Compreendendo o consumo como uma atividade econômica que afeta toda
sociedade, Costa (2009, p. 35) menciona que o consumo é o “[...] centro organizador da
ordem social, política, econômica e cultural do presente e todos nós somos educados
para e por ele”. Sendo o consumo algo tão presente nas sociedades, podemos observar
que consumo não é algo tão ingênuo e deixado ao acaso, ou seja, o consumo é algo de
grande interesse para Estado, pois afeta continuamente os sistemas econômicos.
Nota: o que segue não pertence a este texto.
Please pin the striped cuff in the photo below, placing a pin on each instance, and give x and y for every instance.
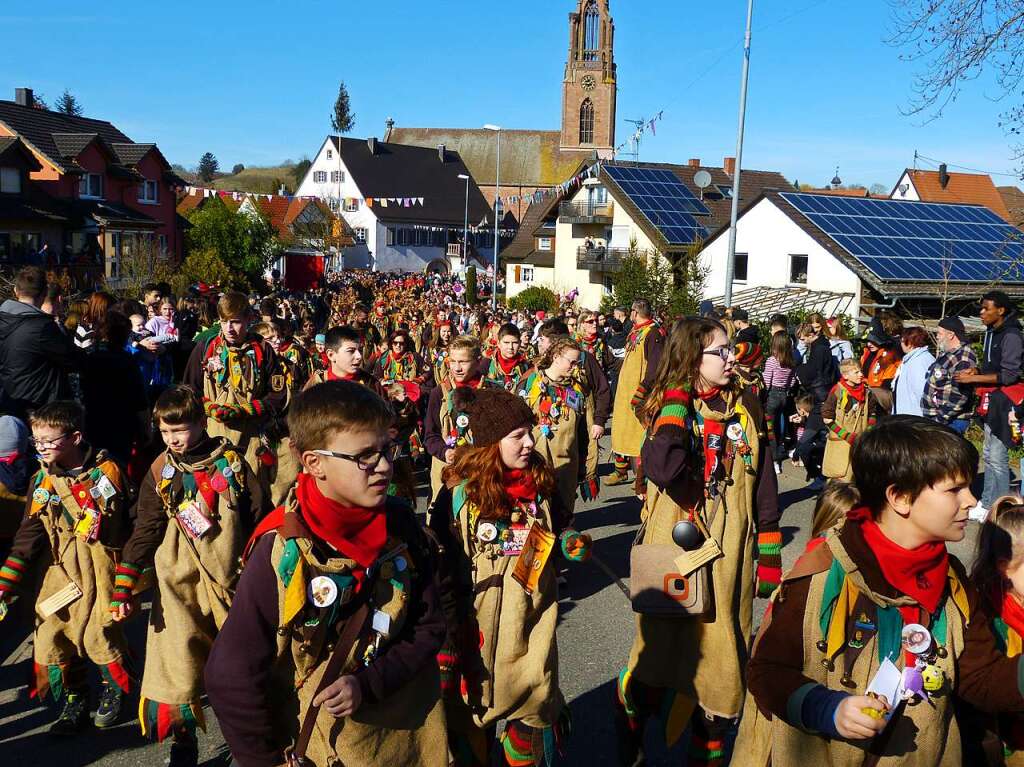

Lemke (2018, p. 148), menciona que há uma importância de controle sobre a
vida, e esse controle é visto ou é dado como uma atuação política, principalmente nos
processos econômicos. Ou seja, esse tipo de política “[...] atribui aos mecanismos
econômicos de coordenadas e de condução uma tarefa de servir à vida, de modo que
esses mecanismos são meios para um fim, e não um fim em si mesmos”. Articulando
essas ideias, e também, aquela que mencionamos, a de Costa (2009), em que somos
educados para e pelo consumo, podemos compreender que o mesmo também é um
objeto de controle da sociedade contemporânea, ou seja, um objeto político do Estado.
Veiga Neto e Saraiva (2011), mencionam o quanto em uma sociedade
contemporânea a Educação tem se tornado uma importante ferramenta para o controle
das condutas. Pensando nessa direção, temos a Educação, o currículo como uma
ferramenta que pode colocar em prática esse controle exigido pela sociedade
contemporânea. Nesse sentido, vislumbramos qual seria o papel da matemática presente
nos currículos escolares, ou para sermos mais específicos, quais discursos sobre o
consumo compõem o currículo de matemática do ensino médio?
Para discorrer um pouco mais sobre essa temática, apresentaremos a seguir, um
recorte de uma investigação que está sendo desenvolvida no Programa de Pós-
Graduação em Educação Matemática, da Universidade Federal de Mato Grosso do Sul.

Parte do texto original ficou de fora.